A deep learning model using Transformer and CRF to solve citation parsing problem.
Dataset Used: GIANT
- Feature: Word Embedding & Character Embedding(from BiLSTM)
- Features are fed into transformer encoder layer which got attention module
- Outputs from encoder layer are passed through 2-layers of fully connected linear layer
- Output of linear layer is fed into CRF to find out the most possible tag
Built custom tokenizer which labels each word according to the XML tag on the citation string. Considered all the punctuation as a seperate class. Note: Removed DOI/URI from training data.
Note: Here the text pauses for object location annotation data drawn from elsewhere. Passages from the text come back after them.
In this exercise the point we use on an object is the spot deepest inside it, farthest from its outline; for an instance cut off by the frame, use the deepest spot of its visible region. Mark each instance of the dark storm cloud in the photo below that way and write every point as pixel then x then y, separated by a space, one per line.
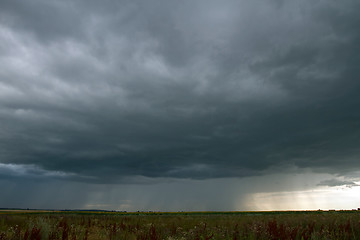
pixel 187 90
pixel 337 182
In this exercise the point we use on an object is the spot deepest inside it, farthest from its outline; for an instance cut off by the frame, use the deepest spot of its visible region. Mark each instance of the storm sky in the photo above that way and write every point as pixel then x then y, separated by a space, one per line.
pixel 179 105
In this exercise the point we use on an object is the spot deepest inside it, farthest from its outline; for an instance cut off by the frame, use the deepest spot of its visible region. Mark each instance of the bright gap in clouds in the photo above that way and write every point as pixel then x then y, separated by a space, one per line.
pixel 339 198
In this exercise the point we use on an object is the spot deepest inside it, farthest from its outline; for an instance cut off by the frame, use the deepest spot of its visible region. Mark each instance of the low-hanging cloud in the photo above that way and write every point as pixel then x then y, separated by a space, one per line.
pixel 179 90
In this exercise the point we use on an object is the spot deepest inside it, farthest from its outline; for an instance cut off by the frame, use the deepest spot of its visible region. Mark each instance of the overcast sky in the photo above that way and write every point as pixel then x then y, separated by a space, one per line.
pixel 179 105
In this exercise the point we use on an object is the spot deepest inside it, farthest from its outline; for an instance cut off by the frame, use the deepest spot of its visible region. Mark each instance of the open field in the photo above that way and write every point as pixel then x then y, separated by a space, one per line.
pixel 33 224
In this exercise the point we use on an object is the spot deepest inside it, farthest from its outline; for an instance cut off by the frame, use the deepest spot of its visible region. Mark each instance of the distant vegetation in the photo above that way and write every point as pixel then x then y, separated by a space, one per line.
pixel 81 225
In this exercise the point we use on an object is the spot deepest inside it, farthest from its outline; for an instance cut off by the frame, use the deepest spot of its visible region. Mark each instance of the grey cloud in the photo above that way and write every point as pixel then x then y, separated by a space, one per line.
pixel 193 90
pixel 337 182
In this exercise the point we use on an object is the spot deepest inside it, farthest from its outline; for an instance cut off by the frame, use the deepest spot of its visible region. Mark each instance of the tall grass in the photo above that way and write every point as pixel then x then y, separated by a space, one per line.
pixel 199 227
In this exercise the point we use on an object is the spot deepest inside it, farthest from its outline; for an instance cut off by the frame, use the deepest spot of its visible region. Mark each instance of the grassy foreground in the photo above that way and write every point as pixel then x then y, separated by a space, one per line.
pixel 36 225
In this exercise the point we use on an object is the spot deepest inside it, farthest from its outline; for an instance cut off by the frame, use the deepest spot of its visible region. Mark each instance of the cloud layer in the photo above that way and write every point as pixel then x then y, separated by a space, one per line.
pixel 162 89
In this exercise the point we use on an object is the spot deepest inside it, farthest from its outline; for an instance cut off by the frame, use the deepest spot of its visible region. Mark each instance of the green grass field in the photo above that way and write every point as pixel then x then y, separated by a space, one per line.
pixel 20 224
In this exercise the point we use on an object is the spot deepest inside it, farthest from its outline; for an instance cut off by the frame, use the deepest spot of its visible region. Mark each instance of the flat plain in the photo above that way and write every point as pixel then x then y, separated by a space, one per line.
pixel 94 225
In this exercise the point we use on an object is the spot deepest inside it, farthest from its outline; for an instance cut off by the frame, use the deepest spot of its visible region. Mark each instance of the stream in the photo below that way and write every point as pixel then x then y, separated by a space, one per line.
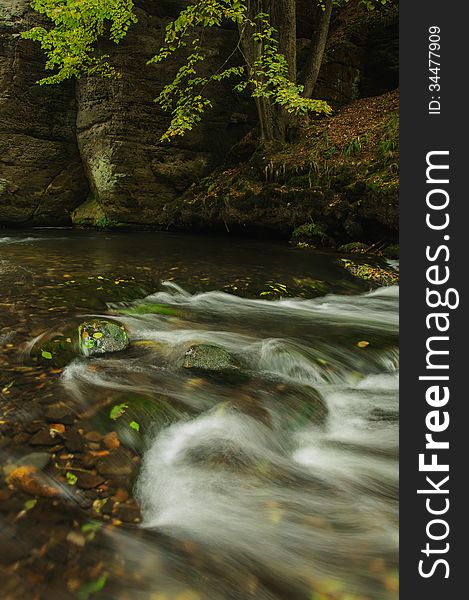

BIO tagging scheme is used for the labels.
- Trainer/citation-parser-trainer.py [Main]
- Trainer/corpus.py [Loads datasets]
- Trainer/transformerModel.py [Architecture definition]
- Data Preprocessing/csv-downsampler.ipynb
This file is used to downsample GIANT dataset into the target number. You can define sample size to take from each CSV and save it (as csv).
- Data Preprocessing/dataset-builder.ipynb
It has one part with tokenizer. It takes on a citaion string and returns list of token-label tuples for each sentence. Another part(s) takes on CSV, read each citation string, send it to tokenizers and build text files. Each line has one token-label pair. Each CSV has one respective text file.
- Data Preprocessing/concat-text-files.ipnyb Concats all the text files into one. There's a space between each sentence.
-
script-trainer.sh To run this on HPC:
sbatch script-trainer.sh
You may need to create environment and install required modules for a successful run.
- citation-parser-inference-block-token.ipynb
This file is used to evaluate test sets. First it loads the model from directory. You need to set up the path of your dataset for evaluation.